Asymptotic behavior of Sturm-Liouville eigenvalues

Question

I have two questions.

Consider the operator $Av = -v'' + a(x)v$ on $I = (0, L)$, with zero Dirichlet condition and $a \in C([0, L])$.

1. Let $(\lambda_n)$ denote the sequence of eigenvalues of $A$. Do we have that$$\left|\lambda_n - {{\pi^2 n^2}\over{L^2}}\right| \le \|a\|_{L^\infty(0, L)} \text{ for all }n?$$Thoughts. We probably want to use the Courant-Fischer min-max principle somehow?

Consider the general Sturm-Liouville operator$$Bu = -(pu')' + qu \text{ on }(0, L)$$ with zero Dirichlet condition. Assume that $p \in C^2([0, L])$, $p \ge \alpha > 0$ on $(0, L)$, and $q \in C([0, L])$.

2. Do the eigenvalues $(\mu_n)$ of the operator $B$ satisfy$$\left|\mu_n - {{\pi^2n^2}\over{L^2}}\right|\le C?$$

Answer 1

The answer to the first question is Yes. It is a particular case of the inequality $$\lambda_n(B)+\lambda_{\min}(C)\le\lambda_n(B+C)\le\lambda_n(B)+\lambda_{\max}(C)$$ for self-adjoint operators, which follows from Courant-Fisher formula.
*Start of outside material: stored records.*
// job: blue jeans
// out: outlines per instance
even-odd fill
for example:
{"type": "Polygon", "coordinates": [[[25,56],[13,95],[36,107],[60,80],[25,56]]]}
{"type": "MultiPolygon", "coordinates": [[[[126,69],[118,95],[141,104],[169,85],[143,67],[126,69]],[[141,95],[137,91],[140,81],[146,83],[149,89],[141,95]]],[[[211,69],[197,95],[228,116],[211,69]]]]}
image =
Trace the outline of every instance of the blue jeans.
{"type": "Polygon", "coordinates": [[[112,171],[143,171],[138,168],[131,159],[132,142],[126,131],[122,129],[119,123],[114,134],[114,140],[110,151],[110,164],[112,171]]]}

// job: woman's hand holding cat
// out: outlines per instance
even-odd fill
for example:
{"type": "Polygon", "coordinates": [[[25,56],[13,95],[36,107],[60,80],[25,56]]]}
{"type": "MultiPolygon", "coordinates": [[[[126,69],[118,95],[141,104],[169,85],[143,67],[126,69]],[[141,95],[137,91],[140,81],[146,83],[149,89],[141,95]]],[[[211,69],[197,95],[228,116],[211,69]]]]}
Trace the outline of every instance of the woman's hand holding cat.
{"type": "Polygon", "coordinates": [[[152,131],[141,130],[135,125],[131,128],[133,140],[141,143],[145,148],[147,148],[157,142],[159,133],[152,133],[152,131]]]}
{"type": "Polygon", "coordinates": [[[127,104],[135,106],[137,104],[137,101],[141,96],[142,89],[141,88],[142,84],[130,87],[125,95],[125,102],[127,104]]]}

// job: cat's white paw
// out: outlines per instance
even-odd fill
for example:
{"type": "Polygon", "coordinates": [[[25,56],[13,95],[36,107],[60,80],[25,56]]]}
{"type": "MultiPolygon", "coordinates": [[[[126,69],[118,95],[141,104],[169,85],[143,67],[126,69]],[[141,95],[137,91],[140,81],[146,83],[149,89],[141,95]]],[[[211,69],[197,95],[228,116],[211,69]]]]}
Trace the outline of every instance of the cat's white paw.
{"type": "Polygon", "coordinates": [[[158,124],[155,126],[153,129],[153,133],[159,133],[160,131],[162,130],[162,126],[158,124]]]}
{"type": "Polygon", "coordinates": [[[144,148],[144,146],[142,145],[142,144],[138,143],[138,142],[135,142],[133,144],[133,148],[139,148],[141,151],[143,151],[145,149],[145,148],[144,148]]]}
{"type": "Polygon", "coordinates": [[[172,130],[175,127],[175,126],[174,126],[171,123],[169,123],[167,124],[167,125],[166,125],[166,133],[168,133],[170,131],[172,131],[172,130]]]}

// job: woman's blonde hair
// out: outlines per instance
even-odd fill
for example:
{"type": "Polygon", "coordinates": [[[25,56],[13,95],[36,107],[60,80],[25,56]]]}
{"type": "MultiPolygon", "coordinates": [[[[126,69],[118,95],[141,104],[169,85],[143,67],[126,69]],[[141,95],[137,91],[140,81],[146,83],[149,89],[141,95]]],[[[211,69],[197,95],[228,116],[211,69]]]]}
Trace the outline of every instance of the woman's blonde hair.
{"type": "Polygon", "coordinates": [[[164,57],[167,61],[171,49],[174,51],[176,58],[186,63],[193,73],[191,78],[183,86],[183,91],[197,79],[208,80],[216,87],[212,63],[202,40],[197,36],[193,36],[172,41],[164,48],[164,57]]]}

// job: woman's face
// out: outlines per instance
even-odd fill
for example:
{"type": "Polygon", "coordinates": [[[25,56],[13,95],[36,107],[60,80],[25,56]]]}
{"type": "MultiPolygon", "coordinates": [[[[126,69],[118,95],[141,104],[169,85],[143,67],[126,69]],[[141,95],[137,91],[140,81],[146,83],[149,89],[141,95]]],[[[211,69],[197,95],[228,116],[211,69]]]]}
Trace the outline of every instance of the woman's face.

Here the Hilbert space is $L^2(0,1)$ and $$B=-D_x^2,\quad C=a,\qquad A=B+C.$$ We have $\lambda_n(B)=\frac{p^2n^2}{L^2}$ and $$\lambda_{\min}(C)=\min_xa(x),\qquad\lambda_{\max}(C)=\max_xa(x).$$

The answer to the second question is No. Just take $q\equiv0$ and $p\ne1$ a positive constant. Then $$\lambda_n=p\frac{\pi^2n^2}{L^2}\,.$$

Answer 2

The answer to this question can be found on Wikipedia :

https://en.wikipedia.org/wiki/Spectral_theory_of_ordinary_differential_equations

In particular, you will see that after a change of variables the general case gets reduced to the first one (on a different interval).